Rothenbrunnen: Polenweg ab 1. Oktober gesperrt – bis 15. Dezember

Aufgrund  von Bauarbeiten für den Anschluß der Abwasser-Entsorgung Feldis an die ARA Waldau bleibt der Polenweg vom 1. Oktober bis 15. Dezember 2012 gesperrt.

Die Umleitung erfolgt über den Schützenweg.

Wissen:

Woher kommt eigentlich der Name „Polenweg“?

Nach der Niederlage der polnischen Armee 1939 flohen tausende polnische Militärangehörige ins Ausland. Zielpunkt war insbesondere auch Frankreich, wo sie sich einer neugebildeten Exilarmee unter französischer Führung anschlossen. Nach dem Angriff Deutschlands auf Frankreich blieb den Soldaten am Schluß nur der Rückzug. Und so überquerten in der Nacht vom 19. auf den 20. Juni 1940 rund 50’000 Soldaten im Neuenburger Jura die Schweizer Grenze.

 Foto: www.Muzeum-Polskie.org

Foto: www.Muzeum-Polskie.org

Nachdem die polnischen Soldaten vom Nachschub abgeschnitten waren, überschritten am 19. und 20. Juni 1940 12’000 bis 13’000 polnische Soldaten der 2. Schützendivision südlich der Ajoie die Schweizer Grenze, um der Gefangennahme zu entgehen.

Rund 13’000 polnische Soldaten fanden 1940 Zuflucht in der Schweiz.
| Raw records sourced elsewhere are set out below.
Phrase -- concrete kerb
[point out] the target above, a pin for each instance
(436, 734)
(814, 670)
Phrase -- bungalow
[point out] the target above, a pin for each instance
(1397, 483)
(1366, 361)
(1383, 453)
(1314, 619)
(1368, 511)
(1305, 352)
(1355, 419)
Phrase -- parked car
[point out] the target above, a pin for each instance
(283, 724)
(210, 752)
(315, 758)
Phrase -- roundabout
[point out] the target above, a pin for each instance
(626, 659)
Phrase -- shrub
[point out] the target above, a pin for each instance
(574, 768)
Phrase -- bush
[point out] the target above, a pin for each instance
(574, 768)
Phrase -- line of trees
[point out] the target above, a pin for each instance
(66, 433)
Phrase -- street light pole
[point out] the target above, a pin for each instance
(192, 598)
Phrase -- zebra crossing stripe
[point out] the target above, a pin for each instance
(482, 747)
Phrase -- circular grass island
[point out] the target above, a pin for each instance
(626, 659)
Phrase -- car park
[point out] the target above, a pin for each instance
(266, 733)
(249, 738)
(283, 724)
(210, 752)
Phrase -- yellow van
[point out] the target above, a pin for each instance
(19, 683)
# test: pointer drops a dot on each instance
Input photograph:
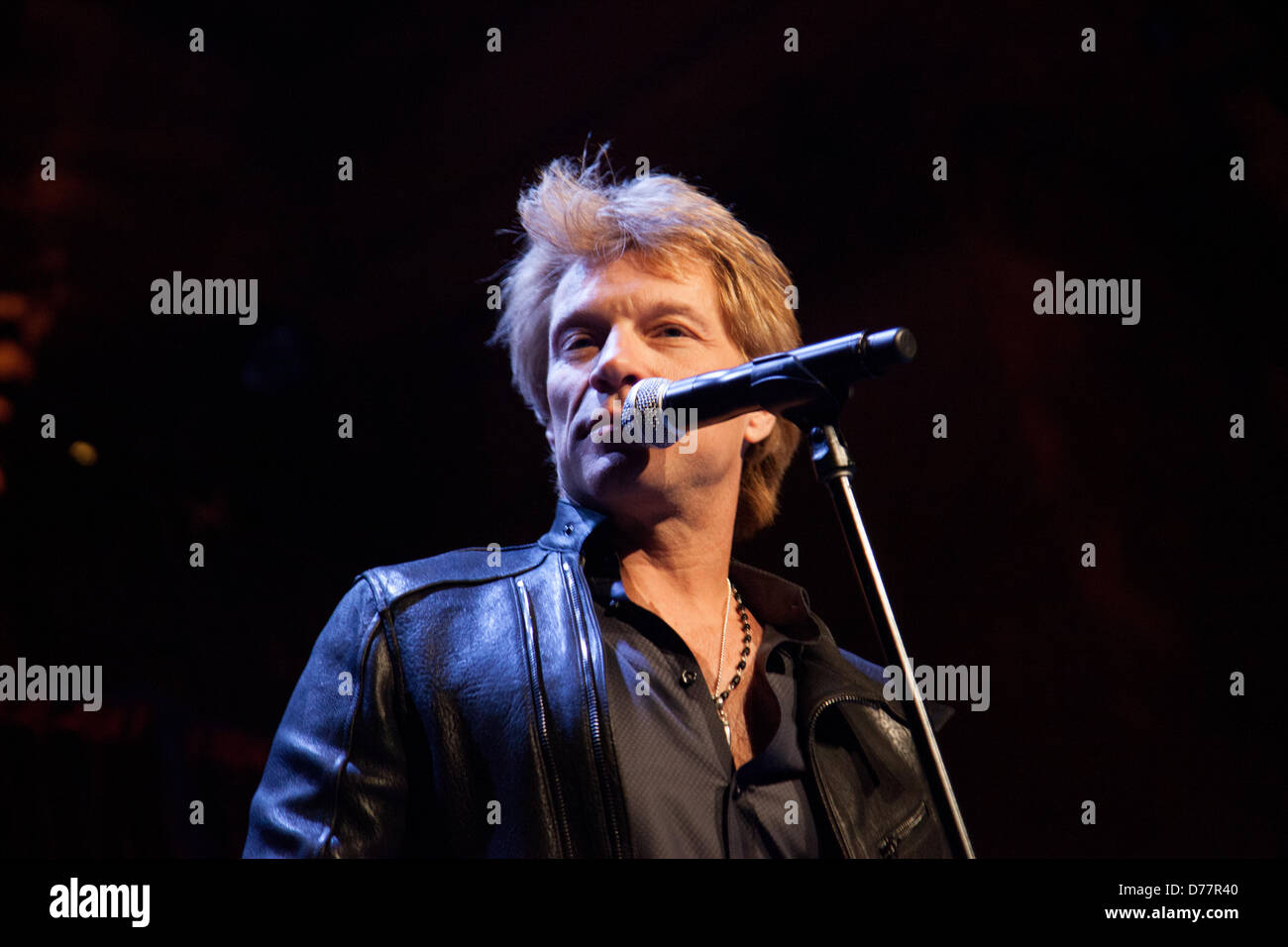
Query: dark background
(1108, 684)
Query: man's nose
(621, 363)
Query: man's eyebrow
(661, 308)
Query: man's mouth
(597, 420)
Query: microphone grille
(643, 405)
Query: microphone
(793, 384)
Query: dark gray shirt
(684, 799)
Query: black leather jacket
(456, 706)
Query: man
(621, 686)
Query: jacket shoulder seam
(372, 630)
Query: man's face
(609, 328)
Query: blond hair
(580, 213)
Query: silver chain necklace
(742, 659)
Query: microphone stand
(816, 415)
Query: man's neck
(678, 566)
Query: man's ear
(760, 424)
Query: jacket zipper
(828, 805)
(542, 720)
(592, 698)
(889, 845)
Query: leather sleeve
(335, 785)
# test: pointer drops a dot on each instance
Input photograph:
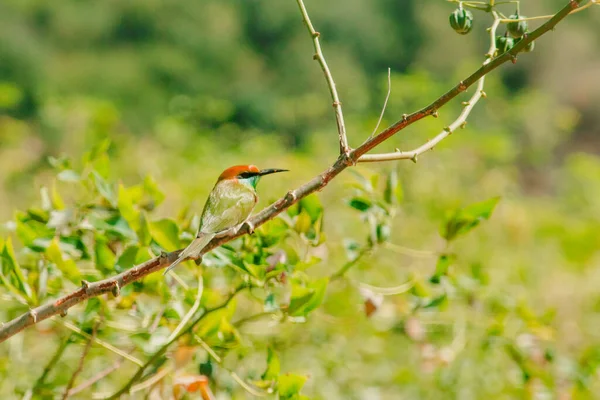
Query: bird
(229, 204)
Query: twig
(166, 346)
(101, 375)
(102, 343)
(583, 7)
(253, 391)
(408, 251)
(340, 273)
(59, 352)
(253, 317)
(387, 97)
(191, 312)
(388, 291)
(79, 368)
(460, 121)
(152, 380)
(337, 105)
(114, 284)
(359, 153)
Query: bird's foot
(250, 226)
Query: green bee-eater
(229, 204)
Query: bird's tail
(193, 250)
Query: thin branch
(387, 97)
(388, 291)
(52, 363)
(114, 284)
(581, 8)
(191, 312)
(340, 273)
(79, 368)
(165, 347)
(455, 91)
(154, 379)
(99, 376)
(337, 104)
(459, 122)
(253, 391)
(242, 321)
(102, 343)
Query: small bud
(461, 21)
(517, 28)
(116, 290)
(504, 44)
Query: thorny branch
(114, 284)
(460, 122)
(337, 104)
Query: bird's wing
(229, 204)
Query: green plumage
(229, 204)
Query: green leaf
(57, 201)
(300, 297)
(68, 175)
(290, 385)
(305, 299)
(361, 204)
(127, 259)
(393, 193)
(166, 233)
(30, 231)
(319, 287)
(441, 267)
(439, 302)
(125, 201)
(419, 289)
(67, 267)
(9, 259)
(153, 195)
(104, 189)
(105, 258)
(303, 222)
(467, 218)
(273, 365)
(313, 207)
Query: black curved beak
(271, 171)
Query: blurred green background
(186, 88)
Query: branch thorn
(33, 315)
(291, 196)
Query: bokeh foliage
(183, 89)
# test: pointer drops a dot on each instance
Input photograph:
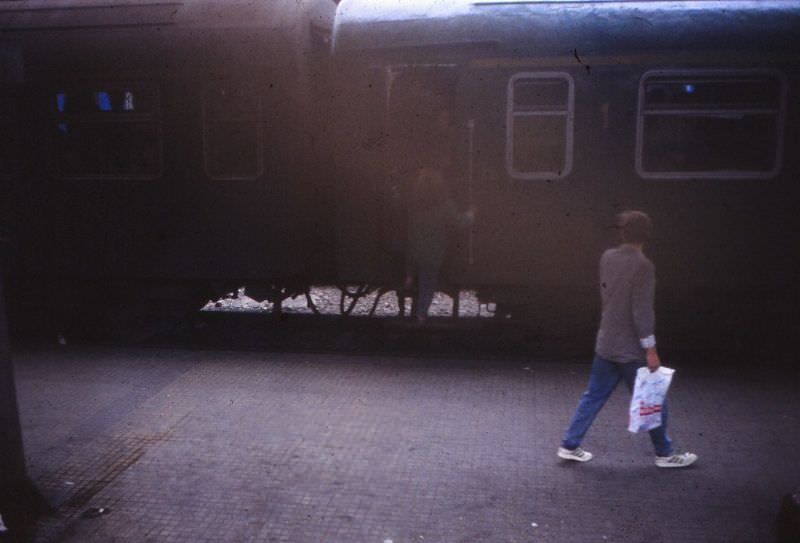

Sie wurden in der Schweiz gemäß der Haager Konvention interniert. Heute würde es vermutlich als Verstoß gegen Menschenrechte gelten, daß jemand arbeiten muß und als inhuman, aber die bis Kriegsende internierten Polen hinterließen nicht zuletzt auch dank ihres Arbeitseinsatzes bis heute sichtbare Spuren.

Nachdem die Soldaten ihre Waffen und Munition abgegeben hatten, fanden sie vorerst in den Internierungsregionen Napf sowie Berner Oberland und Seeland Unterkunft. Der Versuch, die Internierten auf wenige Lager zusammenzuziehen, erwies sich als psychologisch schlecht. Der gescheiterte Versuch der konzentrierten Internierung führte 1941 zu einer Dezentralisierung in mehrere Internierungsabschnitte. Diese bestanden aus diversen Stammlagern und diese wiederum aus diversen Arbeitslagern.

Die polnischen Soldaten wurden von der Schweizer Bevölkerung sehr herzlich begrüßt, was der Schweizer Armeeleitung nicht behagte. Es wurde denn auch von Beginn weg versucht, die Kontakte zwischen den Internierten und der Bevölkerung soweit wie möglich zu unterbinden. Die diesbezüglichen Versuche scheiterten jedoch zumeist. Insbesondere der aufgrund der Farbe des Papiers so genannte Orange-Befehl vom 1. November 1941 erwies sich als ebenso psychologisch kontraproduktiv wie realitätsfremd, vor allem auch was das darin statuierte Eheverbot anbelangte.

Die internierten Polen leisteten vorwiegend gruppenweise Arbeitseinsätze für die Landesverteidigung, die Infrastruktur (Straßen- und Brückenbau, Trockenlegung von Sümpfen und Riedland) sowie in der Landwirtschaft. Insgesamt wurden 450 Kilometer Wege, Brücken und Kanäle gebaut.

Im der ganzen Schweiz erinnern Denkmäler und Gedenktafeln an den unfreiwilligen Aufenthalt der internierten Polen. Nach Kriegsende ließen sich 500 Polen in der Schweiz nieder (die Bedingungen für einer Niederlassung in der Schweiz waren nicht ansatzweise vergleichbar mit den heutigen…) und später das Bürgerrecht zu erhalten.